A diferença é filosófica e operacional ao mesmo tempo. O trader que opera „a favor da tendência” em setups isolados usa a tendência como filtro de direção — mas ainda tem alvos de lucro, como atingir um topo anterior de swing ou um nível específico de resistência, e fecha a posição quando o alvo é atingido. O trend following não tem alvos de lucro no sentido clássico. O sistema permanece na operação enquanto a tendência continua, mesmo que o lucro de uma única posição cresça até 200, 300 ou 500 por cento do valor inicialmente arriscado. A saída só vem com um sinal de reversão — classicamente, o rompimento da mínima mais baixa das últimas dez ou vinte sessões em uma posição comprada (long), ou o cruzamento da média rápida sobre a lenta no sentido contrário. A consequência é um perfil de resultados característico: a maioria das operações fecha como pequenas perdas, algumas saem com pequeno lucro e um punhado de posições gera ganhos enormes que financiam o ano inteiro. Essa é a distribuição de manual de uma estratégia com baixa taxa de acerto e relação risco-retorno muito alta — estatisticamente atípica frente à maioria das estratégias de varejo.
De quanto capital você realmente precisa para rodar um sistema mecânico de trend following?
O limiar operacional realista começa em 20.000 € de capital de trading e fica confortável a partir de 50.000 €. Isso se deve a três restrições inscritas na própria lógica do sistema.

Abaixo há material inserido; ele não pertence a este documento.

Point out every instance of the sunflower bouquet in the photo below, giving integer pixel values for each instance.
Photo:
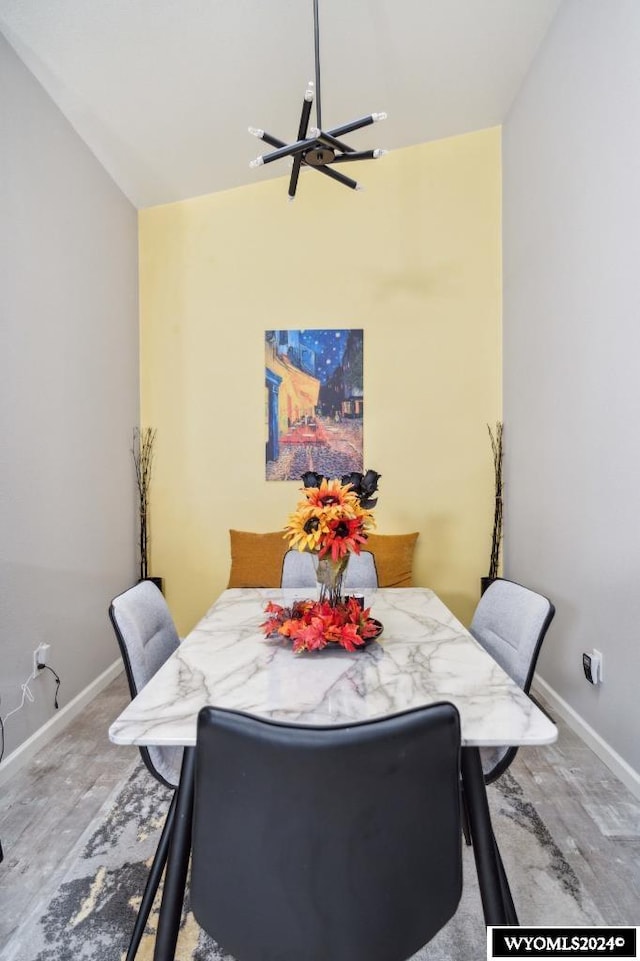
(331, 521)
(333, 518)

Primeira, o trend following exige diversificação em pelo menos cinco a dez instrumentos não correlacionados — caso contrário, todo o capital fica exposto à consolidação de um único mercado. Cinco posições simultâneas com risco de 0,5 por cento cada somam 2,5 por cento do capital comprometido, ou seja, 500 € em uma conta de 20.000 € — um limite razoável. Segunda, os sinais mecânicos de rompimento geram sequências de perdas — cinco, oito, às vezes dez operações perdedoras seguidas antes de surgir uma tendência vencedora grande. Tanto no plano psicológico quanto no financeiro, o trader precisa suportar isso sem interferir no sistema. Terceira, os custos operacionais — spreads, comissões, swaps — consomem a maior parte da vantagem com pouco capital. Em uma conta de 5.000 €, o spread de cada operação é de 0,2-0,5 por cento, e um sistema de trend following pode gerar entre duzentas e trezentas operações por ano. Quem tem menos de 20.000 € faz melhor em operar de forma manual sobre um ou dois instrumentos, com posições individuais e um peso maior em cada operação.
Por que a maioria dos iniciantes abandona o trend following após poucos meses?
Quatro razões se repetem em quase todos os casos. Primeira, a curva de capital de um seguidor de tendência tem o formato de uma escada — longos meses de pequenas perdas interrompidos por saltos de alta isolados e bruscos. A maioria dos iniciantes mede o progresso semanal ou mensalmente, e depois de três meses no vermelho perde a fé e troca para outra estratégia. Segunda, os drawdowns são dolorosamente profundos — os sistemas clássicos de trend following registram com regularidade drawdowns da ordem de 20-30 por cento do capital, e em 2014-2015 até 40-50 por cento. O trader que não aceita psicologicamente essa volatilidade vende no fundo. Terceira, o sistema exige disciplina mecânica absoluta — cada intervenção manual, cada „vou esperar mais um pouco para sair”, cada „desta vez não vai reverter, então pulo o sinal” destrói a vantagem estatística. Quarta, o tédio e a frustração — o trend following significa que, em 70-80 por cento do tempo, você está sentado em posições que oscilam devagar, sem nada para fazer. Muitos iniciantes operam porque gostam da adrenalina — o trend following não fornece adrenalina por meses a fio, fornece apenas o resultado final.